I meant client.Its a national i work for, so its not a 3rd party that's why the prices i quoted are so high.


----------



## GTX63 (Apr 12, 2012)

Reason number #138 why making the effort to work with locals is beneficial to Nationals.

We are getting requests for bids on initial yard service over large and scattered areas by realtors serving in those places. Rather than asking us to drive out, many having known us for years and will send over pics of the property from the last few days or so. Write the estimate, valid for 10 days or so and make it one stop shopping. No windshield time, no fuel costs. The nationals are not the only ones who get photos uploaded to them.
We limit those deals to maint and small time bids and brokers we know and trust.


----------



## nurumkin (Sep 28, 2012)

mtmtnman said:


> BATF = Good way to get your invoice adjusted and your check shorted............


We had a company a couple weeks ago want us to replace a foundation and BATF. :laughing:


----------



## Craigslist Hack (Jun 14, 2012)

nurumkin said:


> We had a company a couple weeks ago want us to replace a foundation and BATF. :laughing:


The nationals are getting a little lazy with the work orders. We received one that said remove inflatable snow man for published rate.

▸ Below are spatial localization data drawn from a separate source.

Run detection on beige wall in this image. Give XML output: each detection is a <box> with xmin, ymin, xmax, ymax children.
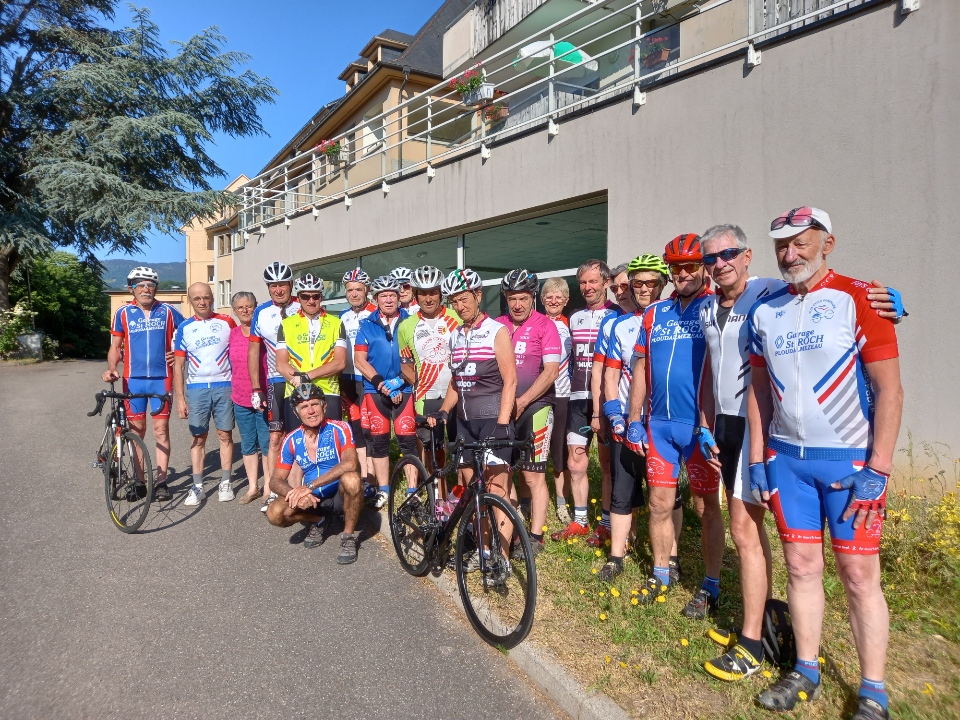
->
<box><xmin>233</xmin><ymin>3</ymin><xmax>959</xmax><ymax>464</ymax></box>
<box><xmin>108</xmin><ymin>290</ymin><xmax>190</xmax><ymax>320</ymax></box>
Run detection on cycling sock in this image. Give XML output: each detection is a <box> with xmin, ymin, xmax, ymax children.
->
<box><xmin>221</xmin><ymin>469</ymin><xmax>231</xmax><ymax>484</ymax></box>
<box><xmin>654</xmin><ymin>565</ymin><xmax>671</xmax><ymax>586</ymax></box>
<box><xmin>859</xmin><ymin>678</ymin><xmax>887</xmax><ymax>710</ymax></box>
<box><xmin>556</xmin><ymin>495</ymin><xmax>567</xmax><ymax>508</ymax></box>
<box><xmin>738</xmin><ymin>633</ymin><xmax>764</xmax><ymax>661</ymax></box>
<box><xmin>379</xmin><ymin>485</ymin><xmax>389</xmax><ymax>493</ymax></box>
<box><xmin>574</xmin><ymin>506</ymin><xmax>588</xmax><ymax>525</ymax></box>
<box><xmin>192</xmin><ymin>473</ymin><xmax>203</xmax><ymax>488</ymax></box>
<box><xmin>600</xmin><ymin>509</ymin><xmax>611</xmax><ymax>529</ymax></box>
<box><xmin>406</xmin><ymin>487</ymin><xmax>416</xmax><ymax>495</ymax></box>
<box><xmin>794</xmin><ymin>657</ymin><xmax>821</xmax><ymax>685</ymax></box>
<box><xmin>702</xmin><ymin>575</ymin><xmax>720</xmax><ymax>599</ymax></box>
<box><xmin>530</xmin><ymin>533</ymin><xmax>543</xmax><ymax>543</ymax></box>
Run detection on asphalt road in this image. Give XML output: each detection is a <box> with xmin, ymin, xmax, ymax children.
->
<box><xmin>0</xmin><ymin>360</ymin><xmax>560</xmax><ymax>720</ymax></box>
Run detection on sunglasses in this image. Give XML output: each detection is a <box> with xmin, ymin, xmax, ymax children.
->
<box><xmin>669</xmin><ymin>262</ymin><xmax>702</xmax><ymax>275</ymax></box>
<box><xmin>299</xmin><ymin>293</ymin><xmax>323</xmax><ymax>302</ymax></box>
<box><xmin>132</xmin><ymin>282</ymin><xmax>157</xmax><ymax>291</ymax></box>
<box><xmin>702</xmin><ymin>247</ymin><xmax>746</xmax><ymax>266</ymax></box>
<box><xmin>401</xmin><ymin>283</ymin><xmax>412</xmax><ymax>290</ymax></box>
<box><xmin>631</xmin><ymin>279</ymin><xmax>661</xmax><ymax>289</ymax></box>
<box><xmin>611</xmin><ymin>282</ymin><xmax>630</xmax><ymax>293</ymax></box>
<box><xmin>770</xmin><ymin>207</ymin><xmax>828</xmax><ymax>233</ymax></box>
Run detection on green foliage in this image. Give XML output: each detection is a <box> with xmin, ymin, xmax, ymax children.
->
<box><xmin>9</xmin><ymin>251</ymin><xmax>110</xmax><ymax>358</ymax></box>
<box><xmin>0</xmin><ymin>303</ymin><xmax>37</xmax><ymax>359</ymax></box>
<box><xmin>0</xmin><ymin>1</ymin><xmax>277</xmax><ymax>309</ymax></box>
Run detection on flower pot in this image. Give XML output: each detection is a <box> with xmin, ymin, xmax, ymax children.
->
<box><xmin>325</xmin><ymin>146</ymin><xmax>348</xmax><ymax>165</ymax></box>
<box><xmin>485</xmin><ymin>105</ymin><xmax>509</xmax><ymax>122</ymax></box>
<box><xmin>642</xmin><ymin>48</ymin><xmax>670</xmax><ymax>68</ymax></box>
<box><xmin>461</xmin><ymin>82</ymin><xmax>495</xmax><ymax>107</ymax></box>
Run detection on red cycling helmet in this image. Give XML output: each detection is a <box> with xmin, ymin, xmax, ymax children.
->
<box><xmin>663</xmin><ymin>233</ymin><xmax>702</xmax><ymax>263</ymax></box>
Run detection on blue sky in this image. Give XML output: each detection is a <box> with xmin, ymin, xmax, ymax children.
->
<box><xmin>101</xmin><ymin>0</ymin><xmax>442</xmax><ymax>263</ymax></box>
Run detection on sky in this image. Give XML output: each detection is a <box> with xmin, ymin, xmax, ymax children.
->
<box><xmin>100</xmin><ymin>0</ymin><xmax>442</xmax><ymax>263</ymax></box>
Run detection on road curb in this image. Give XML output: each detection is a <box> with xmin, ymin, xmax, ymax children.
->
<box><xmin>427</xmin><ymin>571</ymin><xmax>630</xmax><ymax>720</ymax></box>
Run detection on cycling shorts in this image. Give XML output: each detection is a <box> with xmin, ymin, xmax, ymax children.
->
<box><xmin>714</xmin><ymin>414</ymin><xmax>757</xmax><ymax>506</ymax></box>
<box><xmin>267</xmin><ymin>381</ymin><xmax>297</xmax><ymax>433</ymax></box>
<box><xmin>362</xmin><ymin>391</ymin><xmax>416</xmax><ymax>459</ymax></box>
<box><xmin>515</xmin><ymin>402</ymin><xmax>553</xmax><ymax>473</ymax></box>
<box><xmin>340</xmin><ymin>379</ymin><xmax>364</xmax><ymax>422</ymax></box>
<box><xmin>550</xmin><ymin>397</ymin><xmax>569</xmax><ymax>476</ymax></box>
<box><xmin>610</xmin><ymin>441</ymin><xmax>646</xmax><ymax>514</ymax></box>
<box><xmin>646</xmin><ymin>418</ymin><xmax>720</xmax><ymax>496</ymax></box>
<box><xmin>566</xmin><ymin>398</ymin><xmax>599</xmax><ymax>447</ymax></box>
<box><xmin>766</xmin><ymin>448</ymin><xmax>884</xmax><ymax>555</ymax></box>
<box><xmin>123</xmin><ymin>377</ymin><xmax>171</xmax><ymax>421</ymax></box>
<box><xmin>415</xmin><ymin>397</ymin><xmax>457</xmax><ymax>451</ymax></box>
<box><xmin>457</xmin><ymin>417</ymin><xmax>513</xmax><ymax>467</ymax></box>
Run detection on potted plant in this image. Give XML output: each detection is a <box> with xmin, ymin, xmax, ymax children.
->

I looked there is no allowable for giant inflatable snow men.


----------



## GTX63 (Apr 12, 2012)

By the cyd. Pay based on the size of the snowman deflated and compressed. Minus discount.


----------



## Cleanupman (Nov 23, 2012)

We just dumped AIM for this....


----------



## A Estates (Feb 28, 2014)

So all WF work is BATF? man that seems risky. I assume this will become the trend for all, eventually everyone will be saying do the work first and trust me you will get paid later, F.U. to that, I am really thinking of putting together the business plan and going for local work only screw the nationals, banks and regionals they are all vampires


----------